Azure / azure-storage-azcopy

The new Azure Storage data transfer utility - AzCopy v10
MIT License
600 stars 215 forks source link

High number of calls to GetBlobProperties when running azcopy copy #2737

Open Pluggi opened 2 months ago

Pluggi commented 2 months ago

Which version of the AzCopy was used?

Note: The version is visible when running AzCopy without any argument
AzCopy 10.22.1

Which platform are you using? (ex: Windows, Mac, Linux)

Linux

What command did you run?

Note: Please remove the SAS to avoid exposing your credentials. If you cannot remember the exact command, please retrieve it from the beginning of the log file.
azcopy copy "https://${SRC}.blob.core.windows.net?${SAS_TOKEN}" "https://${DST}.blob.core.windows.net?${SAS_TOKEN}"

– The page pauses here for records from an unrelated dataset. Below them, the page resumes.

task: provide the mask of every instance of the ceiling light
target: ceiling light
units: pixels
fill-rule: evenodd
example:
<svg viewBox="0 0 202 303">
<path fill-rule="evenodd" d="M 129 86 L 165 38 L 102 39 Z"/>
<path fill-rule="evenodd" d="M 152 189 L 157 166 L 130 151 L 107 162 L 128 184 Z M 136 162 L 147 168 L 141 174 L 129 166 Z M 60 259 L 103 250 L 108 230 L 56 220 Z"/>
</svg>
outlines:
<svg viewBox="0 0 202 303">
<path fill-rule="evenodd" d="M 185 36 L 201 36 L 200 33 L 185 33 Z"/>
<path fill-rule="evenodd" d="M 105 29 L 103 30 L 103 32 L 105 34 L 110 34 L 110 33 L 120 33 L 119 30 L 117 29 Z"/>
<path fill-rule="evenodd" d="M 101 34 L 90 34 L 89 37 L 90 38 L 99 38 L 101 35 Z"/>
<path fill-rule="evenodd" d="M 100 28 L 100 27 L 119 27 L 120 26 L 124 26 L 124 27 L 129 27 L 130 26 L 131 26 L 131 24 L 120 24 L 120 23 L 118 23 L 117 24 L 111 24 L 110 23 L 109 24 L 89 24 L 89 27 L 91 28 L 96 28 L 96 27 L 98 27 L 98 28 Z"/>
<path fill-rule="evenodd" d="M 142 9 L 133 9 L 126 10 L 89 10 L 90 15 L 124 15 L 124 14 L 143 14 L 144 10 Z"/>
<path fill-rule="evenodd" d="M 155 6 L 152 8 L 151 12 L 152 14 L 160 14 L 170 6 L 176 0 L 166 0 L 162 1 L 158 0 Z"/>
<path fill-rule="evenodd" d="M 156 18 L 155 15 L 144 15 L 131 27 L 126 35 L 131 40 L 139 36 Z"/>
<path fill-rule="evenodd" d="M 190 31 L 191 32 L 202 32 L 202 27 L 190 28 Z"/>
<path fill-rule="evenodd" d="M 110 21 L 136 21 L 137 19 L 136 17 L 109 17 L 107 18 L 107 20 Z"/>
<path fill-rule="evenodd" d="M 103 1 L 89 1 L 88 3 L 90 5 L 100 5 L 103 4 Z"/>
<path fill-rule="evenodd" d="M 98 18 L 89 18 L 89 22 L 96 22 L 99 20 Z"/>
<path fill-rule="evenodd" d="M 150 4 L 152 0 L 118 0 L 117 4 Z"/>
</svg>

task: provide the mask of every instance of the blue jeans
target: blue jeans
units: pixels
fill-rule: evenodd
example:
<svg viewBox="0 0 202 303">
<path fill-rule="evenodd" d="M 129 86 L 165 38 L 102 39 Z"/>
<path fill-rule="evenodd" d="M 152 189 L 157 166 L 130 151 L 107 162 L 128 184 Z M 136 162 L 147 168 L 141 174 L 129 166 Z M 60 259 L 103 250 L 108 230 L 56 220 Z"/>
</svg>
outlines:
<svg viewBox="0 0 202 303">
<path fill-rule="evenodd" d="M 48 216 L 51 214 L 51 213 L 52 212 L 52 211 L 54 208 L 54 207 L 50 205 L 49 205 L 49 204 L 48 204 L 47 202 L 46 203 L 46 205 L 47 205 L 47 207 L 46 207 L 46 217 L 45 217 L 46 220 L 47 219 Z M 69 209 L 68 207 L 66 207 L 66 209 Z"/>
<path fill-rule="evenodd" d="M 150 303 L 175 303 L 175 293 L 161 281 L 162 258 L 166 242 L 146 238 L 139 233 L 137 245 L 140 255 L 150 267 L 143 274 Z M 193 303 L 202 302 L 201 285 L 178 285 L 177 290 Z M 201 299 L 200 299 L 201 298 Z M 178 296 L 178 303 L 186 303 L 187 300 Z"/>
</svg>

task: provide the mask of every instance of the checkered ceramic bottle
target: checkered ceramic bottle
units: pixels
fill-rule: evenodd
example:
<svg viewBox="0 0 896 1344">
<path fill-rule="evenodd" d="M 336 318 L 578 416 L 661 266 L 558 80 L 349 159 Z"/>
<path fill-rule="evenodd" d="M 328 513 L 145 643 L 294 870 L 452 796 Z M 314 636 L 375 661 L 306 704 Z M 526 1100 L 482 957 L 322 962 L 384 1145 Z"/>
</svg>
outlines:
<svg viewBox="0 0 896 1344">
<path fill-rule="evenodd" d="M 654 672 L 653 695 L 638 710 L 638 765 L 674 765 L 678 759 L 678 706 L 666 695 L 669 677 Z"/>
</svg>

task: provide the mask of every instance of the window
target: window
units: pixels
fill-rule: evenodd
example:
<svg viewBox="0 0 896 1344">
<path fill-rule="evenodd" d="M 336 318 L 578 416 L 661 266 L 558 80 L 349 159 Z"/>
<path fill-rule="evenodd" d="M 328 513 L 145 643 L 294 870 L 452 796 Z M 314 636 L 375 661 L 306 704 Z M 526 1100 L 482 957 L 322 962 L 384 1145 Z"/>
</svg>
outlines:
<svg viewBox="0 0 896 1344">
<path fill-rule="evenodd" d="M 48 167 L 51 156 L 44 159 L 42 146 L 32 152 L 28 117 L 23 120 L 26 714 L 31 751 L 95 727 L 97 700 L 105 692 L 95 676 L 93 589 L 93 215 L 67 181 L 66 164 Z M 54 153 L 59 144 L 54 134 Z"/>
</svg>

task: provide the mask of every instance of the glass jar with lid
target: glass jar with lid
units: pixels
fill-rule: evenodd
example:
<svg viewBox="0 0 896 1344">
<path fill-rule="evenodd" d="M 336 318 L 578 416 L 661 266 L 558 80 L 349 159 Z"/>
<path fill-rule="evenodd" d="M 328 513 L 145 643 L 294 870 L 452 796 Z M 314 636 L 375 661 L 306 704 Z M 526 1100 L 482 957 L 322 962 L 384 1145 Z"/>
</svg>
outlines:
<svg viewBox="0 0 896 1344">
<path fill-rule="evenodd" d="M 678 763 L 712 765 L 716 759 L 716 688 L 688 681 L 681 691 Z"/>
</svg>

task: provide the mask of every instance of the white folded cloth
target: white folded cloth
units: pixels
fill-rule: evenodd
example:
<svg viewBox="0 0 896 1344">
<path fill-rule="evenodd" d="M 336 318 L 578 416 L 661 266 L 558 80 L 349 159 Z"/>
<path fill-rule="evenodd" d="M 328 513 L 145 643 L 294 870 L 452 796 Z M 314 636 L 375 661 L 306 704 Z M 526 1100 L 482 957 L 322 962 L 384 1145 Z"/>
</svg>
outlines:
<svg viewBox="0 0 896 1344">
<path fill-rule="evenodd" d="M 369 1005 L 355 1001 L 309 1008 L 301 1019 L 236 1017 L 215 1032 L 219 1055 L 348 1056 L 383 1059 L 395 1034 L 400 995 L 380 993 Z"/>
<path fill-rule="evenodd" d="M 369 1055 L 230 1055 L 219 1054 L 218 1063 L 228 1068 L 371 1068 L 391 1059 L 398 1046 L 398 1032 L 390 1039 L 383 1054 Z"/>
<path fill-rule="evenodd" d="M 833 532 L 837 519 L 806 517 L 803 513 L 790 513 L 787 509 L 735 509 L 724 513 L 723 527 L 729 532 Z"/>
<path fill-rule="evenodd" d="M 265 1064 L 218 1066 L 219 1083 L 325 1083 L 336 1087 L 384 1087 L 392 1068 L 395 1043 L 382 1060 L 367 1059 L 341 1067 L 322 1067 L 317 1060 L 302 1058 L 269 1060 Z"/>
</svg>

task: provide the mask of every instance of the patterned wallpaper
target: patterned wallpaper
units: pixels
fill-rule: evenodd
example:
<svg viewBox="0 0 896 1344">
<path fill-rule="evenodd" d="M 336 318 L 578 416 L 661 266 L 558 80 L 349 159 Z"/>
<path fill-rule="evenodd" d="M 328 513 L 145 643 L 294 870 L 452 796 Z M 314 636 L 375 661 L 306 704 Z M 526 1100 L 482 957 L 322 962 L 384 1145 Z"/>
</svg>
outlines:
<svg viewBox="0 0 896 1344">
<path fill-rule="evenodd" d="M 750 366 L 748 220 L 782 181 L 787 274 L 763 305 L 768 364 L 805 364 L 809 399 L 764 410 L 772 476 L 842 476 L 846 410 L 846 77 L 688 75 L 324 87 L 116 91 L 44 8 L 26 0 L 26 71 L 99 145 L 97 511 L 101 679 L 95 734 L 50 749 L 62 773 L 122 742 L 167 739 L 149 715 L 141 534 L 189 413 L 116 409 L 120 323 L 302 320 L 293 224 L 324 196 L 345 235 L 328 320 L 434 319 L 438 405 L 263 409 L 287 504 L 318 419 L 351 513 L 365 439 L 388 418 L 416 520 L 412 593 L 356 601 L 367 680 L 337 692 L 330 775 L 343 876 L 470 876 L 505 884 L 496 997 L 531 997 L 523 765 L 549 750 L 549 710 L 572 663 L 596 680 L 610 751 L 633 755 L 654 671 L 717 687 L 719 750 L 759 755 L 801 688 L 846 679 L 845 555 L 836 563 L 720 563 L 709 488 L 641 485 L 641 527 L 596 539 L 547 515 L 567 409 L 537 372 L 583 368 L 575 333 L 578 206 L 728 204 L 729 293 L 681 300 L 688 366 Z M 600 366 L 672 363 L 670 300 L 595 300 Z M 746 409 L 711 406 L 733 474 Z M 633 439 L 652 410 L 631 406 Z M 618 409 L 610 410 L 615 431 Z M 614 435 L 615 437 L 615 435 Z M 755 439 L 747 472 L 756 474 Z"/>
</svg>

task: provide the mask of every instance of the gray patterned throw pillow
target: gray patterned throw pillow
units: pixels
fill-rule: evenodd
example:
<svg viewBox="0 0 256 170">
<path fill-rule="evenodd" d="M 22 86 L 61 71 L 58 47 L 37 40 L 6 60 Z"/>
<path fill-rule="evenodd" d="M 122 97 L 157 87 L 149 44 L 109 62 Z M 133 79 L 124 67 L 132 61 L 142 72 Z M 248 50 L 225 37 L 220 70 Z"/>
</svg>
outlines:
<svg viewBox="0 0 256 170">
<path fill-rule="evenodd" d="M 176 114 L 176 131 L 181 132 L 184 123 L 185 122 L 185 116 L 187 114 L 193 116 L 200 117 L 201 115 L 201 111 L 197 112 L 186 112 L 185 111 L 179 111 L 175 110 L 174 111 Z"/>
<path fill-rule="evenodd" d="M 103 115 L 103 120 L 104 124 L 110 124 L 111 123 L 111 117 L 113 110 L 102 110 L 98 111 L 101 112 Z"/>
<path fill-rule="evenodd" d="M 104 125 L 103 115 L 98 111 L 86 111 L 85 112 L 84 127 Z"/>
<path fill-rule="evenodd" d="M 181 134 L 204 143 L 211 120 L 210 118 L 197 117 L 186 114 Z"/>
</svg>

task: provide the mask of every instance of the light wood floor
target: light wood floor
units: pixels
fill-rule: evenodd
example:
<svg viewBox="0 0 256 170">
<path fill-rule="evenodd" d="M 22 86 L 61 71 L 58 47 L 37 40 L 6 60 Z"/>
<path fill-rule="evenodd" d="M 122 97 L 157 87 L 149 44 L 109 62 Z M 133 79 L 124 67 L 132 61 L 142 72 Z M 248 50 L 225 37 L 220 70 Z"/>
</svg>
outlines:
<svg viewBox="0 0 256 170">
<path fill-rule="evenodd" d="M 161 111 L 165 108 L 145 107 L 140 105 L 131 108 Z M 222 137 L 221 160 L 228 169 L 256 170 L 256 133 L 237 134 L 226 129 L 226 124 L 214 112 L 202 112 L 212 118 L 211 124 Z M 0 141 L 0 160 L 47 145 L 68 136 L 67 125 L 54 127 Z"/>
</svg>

What problem was encountered?

We are seeing a lot of GetBlobProperties call on our destination Storage Account whenever we run the command.

2024-06-25T13-27-54

Two processes were started at midnight, with one finishing at 6:21AM and the other at 10:38AM. We would like to understand what are these calls used for and if they could be removed, as they incur high costs (we have 15 storage accounts with the same patterns, costing us 100$ per day).

Have you found a mitigation/solution?

I feel like the --s2s-preserve-properties could be the culprit. I am going to try disabling it and seeing what happens.

Pluggi commented 2 months ago

Setting --s2s-preserve-properties=false does not seem to change anything.

ashruti-msft commented 2 months ago

Hi this is a default behaviour of azcopy and there is no option to reduce the getBlobProperties calls.

By default AzCopy uses parallel hierarchical listing for the Blob endpoint in order to speed up the listing process.

To reduce the IOs/cost or optimize for a flat structure, you can choose to disable parallel hierarchical listing by setting the environment variable AZCOPY_DISABLE_HIERARCHICAL_SCAN to true. You can refer this for more information.

Please know that doing this would impact performance and if performance is one of your priorities, then this is NOT desirable but if you prioritize saving on costs then this can be an option.

Pluggi commented 2 months ago

Setting AZCOPY_DISABLE_HIERARCHICAL_SCAN does not seem to have made much of a difference unfortunately.

I have resorted to using azcopy sync for now, even though it uses a lot more memory.